GOLD PRICES fell hard Tuesday lunchtime in London, dropping near 6-week lows at $1213 per ounce as the Euro currency rose after the breakdown of Greek bail-out talks, and reports spread that the ceasefire in eastern Ukraine has failed to hold, with pro-Russian separatists seizing the town of Debaltseve.
Silver fell harder again, extending its slide to 5% from Friday's finish as it traded below $16.40 per ounce.
With the return of US traders after the President's Day holiday, the gold market lost wholesale Chinese demand Tuesday, with trading volume in Shanghai's key contract near multi-year lows as the world's No.2 consumer nation prepares for the Lunar New Year holidays starting Thursday.
New data meantime showed UK inflation on the Consumer Price Index falling to what the
BBC calls “a record low” of 0.3% per year in January.
Brent crude oil today crept higher above $62 per barrel, gaining some 25% from last month's new 5-year lows.
“There looks to be some weakness in the precious metals,” says one Asian trading desk, “with no real demand stemming from news of the Greek discussions or from reports of
fresh violence out of Ukraine.”
“The impasse over Greece/Eurozone ministers discussion on 'bailout terms',” reckons a note from Germany's Commerzbank, should “be a supportive story for gold in the short run.
“[But] evidently, the overwhelming majority of market participants still anticipate a last-minute solution to the Greek debt dispute.”

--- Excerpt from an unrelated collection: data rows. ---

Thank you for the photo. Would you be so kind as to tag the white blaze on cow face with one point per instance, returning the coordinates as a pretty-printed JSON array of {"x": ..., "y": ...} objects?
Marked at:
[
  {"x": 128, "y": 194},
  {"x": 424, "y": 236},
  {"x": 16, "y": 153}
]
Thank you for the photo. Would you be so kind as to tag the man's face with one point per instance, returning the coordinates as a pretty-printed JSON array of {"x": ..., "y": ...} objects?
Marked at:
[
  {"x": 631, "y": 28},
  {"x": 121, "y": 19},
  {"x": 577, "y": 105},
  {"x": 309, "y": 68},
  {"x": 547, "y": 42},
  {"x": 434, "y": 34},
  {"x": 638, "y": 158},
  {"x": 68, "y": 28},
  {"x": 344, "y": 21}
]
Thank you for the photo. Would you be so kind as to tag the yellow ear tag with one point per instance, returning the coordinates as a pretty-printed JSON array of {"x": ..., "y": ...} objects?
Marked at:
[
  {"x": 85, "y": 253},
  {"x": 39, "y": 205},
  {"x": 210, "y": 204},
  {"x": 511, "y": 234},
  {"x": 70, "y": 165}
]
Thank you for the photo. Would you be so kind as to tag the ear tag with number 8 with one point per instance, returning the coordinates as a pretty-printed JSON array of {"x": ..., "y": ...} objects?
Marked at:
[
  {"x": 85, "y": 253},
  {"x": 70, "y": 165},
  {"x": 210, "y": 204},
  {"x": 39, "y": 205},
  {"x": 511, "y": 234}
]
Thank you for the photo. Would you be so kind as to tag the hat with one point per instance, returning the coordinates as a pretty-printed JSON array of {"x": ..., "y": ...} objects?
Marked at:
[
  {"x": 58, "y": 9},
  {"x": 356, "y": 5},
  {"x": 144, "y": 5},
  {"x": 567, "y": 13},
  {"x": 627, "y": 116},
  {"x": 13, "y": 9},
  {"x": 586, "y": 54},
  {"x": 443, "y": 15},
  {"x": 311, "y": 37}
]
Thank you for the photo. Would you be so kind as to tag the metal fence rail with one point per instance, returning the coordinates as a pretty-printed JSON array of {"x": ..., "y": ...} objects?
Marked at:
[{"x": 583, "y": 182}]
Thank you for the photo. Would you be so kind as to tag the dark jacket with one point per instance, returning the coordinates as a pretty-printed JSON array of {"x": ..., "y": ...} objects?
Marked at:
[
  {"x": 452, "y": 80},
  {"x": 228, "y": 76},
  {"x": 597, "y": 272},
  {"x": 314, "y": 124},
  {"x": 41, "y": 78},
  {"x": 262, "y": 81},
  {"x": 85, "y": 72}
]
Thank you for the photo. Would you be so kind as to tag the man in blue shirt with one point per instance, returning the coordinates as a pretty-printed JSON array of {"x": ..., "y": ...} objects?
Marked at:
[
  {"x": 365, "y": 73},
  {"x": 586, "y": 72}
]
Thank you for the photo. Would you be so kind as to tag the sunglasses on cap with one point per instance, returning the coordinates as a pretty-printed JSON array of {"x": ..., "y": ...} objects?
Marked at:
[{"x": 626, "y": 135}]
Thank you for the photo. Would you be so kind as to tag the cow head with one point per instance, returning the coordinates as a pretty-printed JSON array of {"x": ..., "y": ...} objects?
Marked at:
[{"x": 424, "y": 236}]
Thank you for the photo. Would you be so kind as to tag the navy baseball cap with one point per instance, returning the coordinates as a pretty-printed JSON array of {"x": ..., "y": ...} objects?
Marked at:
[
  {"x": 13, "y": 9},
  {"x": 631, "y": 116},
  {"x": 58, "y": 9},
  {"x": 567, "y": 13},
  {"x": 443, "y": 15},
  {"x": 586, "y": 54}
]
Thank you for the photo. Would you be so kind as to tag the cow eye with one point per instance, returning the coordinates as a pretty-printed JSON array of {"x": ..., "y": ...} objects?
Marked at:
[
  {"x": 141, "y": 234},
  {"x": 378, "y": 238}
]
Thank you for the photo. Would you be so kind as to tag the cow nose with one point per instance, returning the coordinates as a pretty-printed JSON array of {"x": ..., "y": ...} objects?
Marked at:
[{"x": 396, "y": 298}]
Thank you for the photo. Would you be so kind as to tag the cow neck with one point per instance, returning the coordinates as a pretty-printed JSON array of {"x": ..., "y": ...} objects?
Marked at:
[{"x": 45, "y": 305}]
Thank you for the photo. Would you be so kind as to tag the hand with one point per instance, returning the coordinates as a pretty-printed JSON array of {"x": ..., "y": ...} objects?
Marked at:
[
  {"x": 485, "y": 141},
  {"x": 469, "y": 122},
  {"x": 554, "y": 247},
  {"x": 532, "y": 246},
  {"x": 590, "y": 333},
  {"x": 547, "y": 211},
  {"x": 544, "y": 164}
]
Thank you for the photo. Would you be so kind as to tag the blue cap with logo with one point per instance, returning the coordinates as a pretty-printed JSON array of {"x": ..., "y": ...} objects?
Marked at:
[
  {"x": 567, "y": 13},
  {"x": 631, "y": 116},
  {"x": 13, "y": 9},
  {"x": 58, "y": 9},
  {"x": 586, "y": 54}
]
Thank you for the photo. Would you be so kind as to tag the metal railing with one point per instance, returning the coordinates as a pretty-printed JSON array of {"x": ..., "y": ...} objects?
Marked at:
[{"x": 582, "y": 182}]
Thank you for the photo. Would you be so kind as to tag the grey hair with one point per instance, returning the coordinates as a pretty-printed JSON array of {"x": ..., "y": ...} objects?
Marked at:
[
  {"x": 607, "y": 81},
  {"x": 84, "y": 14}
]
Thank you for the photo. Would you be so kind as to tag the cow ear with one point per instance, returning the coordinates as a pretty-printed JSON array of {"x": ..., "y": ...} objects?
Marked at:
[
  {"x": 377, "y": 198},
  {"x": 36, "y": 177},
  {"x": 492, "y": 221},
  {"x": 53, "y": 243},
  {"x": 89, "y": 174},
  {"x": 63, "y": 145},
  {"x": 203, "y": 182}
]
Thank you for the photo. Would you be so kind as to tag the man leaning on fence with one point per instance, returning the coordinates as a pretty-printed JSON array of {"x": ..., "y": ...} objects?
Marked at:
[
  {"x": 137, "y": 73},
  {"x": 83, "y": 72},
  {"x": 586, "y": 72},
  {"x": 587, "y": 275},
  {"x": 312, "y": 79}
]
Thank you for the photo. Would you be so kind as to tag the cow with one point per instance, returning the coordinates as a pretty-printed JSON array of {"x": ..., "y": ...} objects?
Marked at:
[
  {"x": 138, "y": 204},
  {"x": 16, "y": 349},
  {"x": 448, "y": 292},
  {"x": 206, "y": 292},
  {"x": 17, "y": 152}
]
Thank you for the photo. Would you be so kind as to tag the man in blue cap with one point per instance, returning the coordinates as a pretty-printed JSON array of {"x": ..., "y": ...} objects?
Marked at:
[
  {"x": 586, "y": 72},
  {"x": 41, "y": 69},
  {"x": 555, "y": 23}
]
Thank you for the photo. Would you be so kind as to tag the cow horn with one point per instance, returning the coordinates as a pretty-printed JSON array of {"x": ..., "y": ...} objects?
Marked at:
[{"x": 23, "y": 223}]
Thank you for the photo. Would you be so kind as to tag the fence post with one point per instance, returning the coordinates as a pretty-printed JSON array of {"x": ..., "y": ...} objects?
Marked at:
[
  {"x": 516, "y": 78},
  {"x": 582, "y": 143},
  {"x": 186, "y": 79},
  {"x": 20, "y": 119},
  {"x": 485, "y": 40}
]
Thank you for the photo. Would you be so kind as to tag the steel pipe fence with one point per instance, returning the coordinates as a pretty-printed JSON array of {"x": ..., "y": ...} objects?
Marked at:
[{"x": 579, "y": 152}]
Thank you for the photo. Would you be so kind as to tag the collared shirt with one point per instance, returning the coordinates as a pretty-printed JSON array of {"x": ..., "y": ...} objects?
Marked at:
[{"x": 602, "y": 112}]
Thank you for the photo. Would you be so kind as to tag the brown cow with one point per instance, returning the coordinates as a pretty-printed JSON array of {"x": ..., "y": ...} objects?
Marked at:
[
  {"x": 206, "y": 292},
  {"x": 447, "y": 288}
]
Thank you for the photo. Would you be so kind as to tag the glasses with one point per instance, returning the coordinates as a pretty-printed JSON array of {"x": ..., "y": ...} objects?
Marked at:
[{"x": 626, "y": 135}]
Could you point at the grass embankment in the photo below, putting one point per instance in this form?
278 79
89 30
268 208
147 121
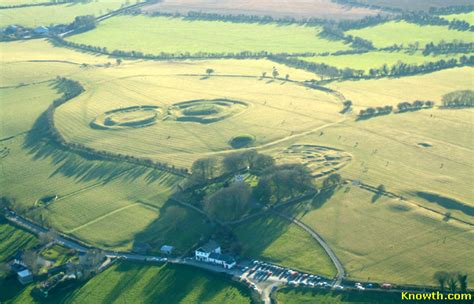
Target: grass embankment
135 283
274 239
389 240
153 35
13 239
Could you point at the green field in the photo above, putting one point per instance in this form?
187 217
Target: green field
153 35
401 32
176 112
13 239
370 60
468 17
391 91
387 240
56 14
274 239
127 283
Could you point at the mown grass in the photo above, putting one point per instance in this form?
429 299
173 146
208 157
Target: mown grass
389 240
56 14
13 239
308 296
135 283
401 32
153 35
274 239
375 60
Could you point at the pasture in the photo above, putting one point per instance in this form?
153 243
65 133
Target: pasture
13 239
391 91
261 110
272 238
468 17
56 14
299 9
389 240
153 35
401 32
128 282
370 60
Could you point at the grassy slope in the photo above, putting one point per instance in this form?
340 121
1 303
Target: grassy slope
179 143
55 14
274 239
401 32
468 17
13 239
134 283
370 60
390 240
35 98
175 35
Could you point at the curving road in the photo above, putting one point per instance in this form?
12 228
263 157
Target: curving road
341 273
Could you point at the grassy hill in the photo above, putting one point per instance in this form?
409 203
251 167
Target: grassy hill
126 282
401 32
153 35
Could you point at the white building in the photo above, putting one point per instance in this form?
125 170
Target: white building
211 253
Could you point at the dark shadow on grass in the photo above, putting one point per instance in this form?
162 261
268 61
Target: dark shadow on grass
178 226
82 167
446 202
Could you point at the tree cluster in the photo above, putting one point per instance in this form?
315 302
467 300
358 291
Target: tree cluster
459 99
448 48
451 281
229 203
372 112
414 106
283 181
83 23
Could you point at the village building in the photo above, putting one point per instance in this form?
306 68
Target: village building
211 253
25 276
166 249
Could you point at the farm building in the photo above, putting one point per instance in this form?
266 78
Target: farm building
166 249
25 276
211 253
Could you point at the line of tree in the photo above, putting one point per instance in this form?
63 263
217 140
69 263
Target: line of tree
414 106
396 70
459 99
422 18
242 18
70 89
372 112
56 2
168 56
451 281
448 48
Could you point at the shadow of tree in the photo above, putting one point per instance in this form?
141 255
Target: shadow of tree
177 226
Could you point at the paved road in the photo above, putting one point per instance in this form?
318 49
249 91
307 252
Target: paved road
341 273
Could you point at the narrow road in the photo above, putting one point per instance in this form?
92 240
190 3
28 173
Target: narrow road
341 273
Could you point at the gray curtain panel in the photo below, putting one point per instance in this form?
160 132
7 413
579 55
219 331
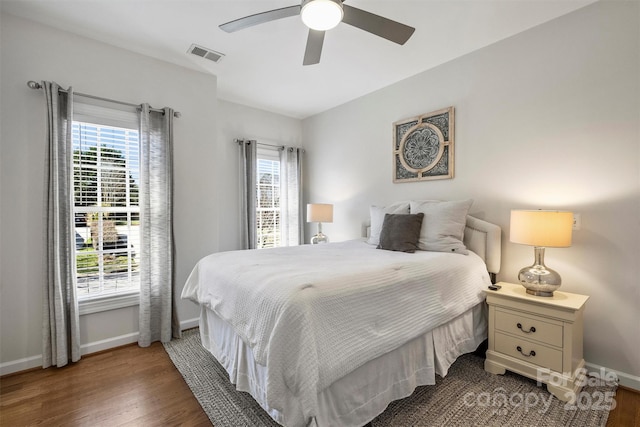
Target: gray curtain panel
158 315
61 326
248 195
291 228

“The US holiday yesterday and a lack of Chinese interest,” says Leon Westgate at Standard Bank in London, “probably helped keep the gold price in check, even with a ratcheting up in tensions in Ukraine.
“The breakdown in talks between Greece and the EU has had a surprisingly limited impact on gold prices.”
One week today, Athens is due to pay almost €600m in debt interest and maturing bonds, with a further €6 billion falling due over the following month according to
a note from Deutsche Bank.
Next week's Indian government budget also means wholesale demand from the No.1 consumer nation is weak, says Standard Bank's trading desk. Because dealers expecting a widely-discussed cut to the country's 10% import duty do not want to be caught with stockpiles carrying the higher tariff.